Er hielt es also offensichtlich für möglich, dass ich ein aufrichtiges Persönchen, und kein kiffender Kokser mit Nadel im Arm bin, und hat mir versichert, dass von diesem ganzen Mist nichts im Abschlussbericht stehen wird. Na sehr beruhigend.
Aber noch ist nicht Freitag. Noch ist genügend Zeit, mich mit einem verständnisvoll milden Lächeln beiseite zu nehmen..
„Frl. D., mir ist da was aufgefallen.. wie kommt es eigentlich, dass sie so viel lachen in letzter Zeit?"
Weil ... ja, ich bin glücklich... weil ich nicht mehr kämpfe.
Ich habe ein geeignetes Gerät für meine Trommelübungen gefunden.. jetzt kanns losgehen.
Rumtata rumtata.. tschakka boom tata.. naja, oder so ähnlich.
Na wer hätte das gedacht. Damit abgefunden, eiskalt versetzt worden zu sein, wollte ich mich gerade schluchzend in meine Kissen werfen, als mich das Telefon unvermittelt aus meinem zelebrierten Weltschmerz herausreißt.. H.. Sieh an. „Nak Nak.. Ich komm Dich holen!" Natürlich.
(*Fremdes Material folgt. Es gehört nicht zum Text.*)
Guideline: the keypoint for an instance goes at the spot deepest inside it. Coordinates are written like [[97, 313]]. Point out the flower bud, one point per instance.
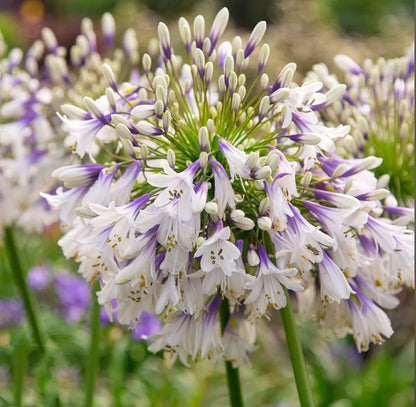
[[110, 77], [252, 257], [164, 39], [49, 38], [166, 119], [147, 63], [185, 33], [264, 223], [264, 206], [263, 57], [235, 105], [264, 81], [203, 160], [237, 215], [199, 30], [211, 208], [264, 107], [255, 37], [108, 27], [218, 27], [170, 156], [203, 138], [262, 173]]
Als hätte ich den ganzen Abend ausgerechnet auf ihn gewartet. Als würde ich auf Abruf bereitstehen und sofort springen, wenn der Herr plötzlich Zeit hat. Pah!
Selbstverständlich ziehe ich umgehend die Pantöffelchen an, setze mich in den Flur und warte auf das Klingeln, das meinem Abend einen Sinn verleiht.
Schnell Despo besorgt, den nahen Park aufgesucht, geschwatzt, zu Mäcces gefahren, geschwatzt ... schön wars.
Vor allem weil lange nicht mehr gemacht.
Viele Gedanken, die mir heut im Laufe des Tages gekommen sind. Bald fühl ich mich erleuchtet, ich sehs schon kommen.
So. Nu kann ich aber schlafen. Gute Nacht!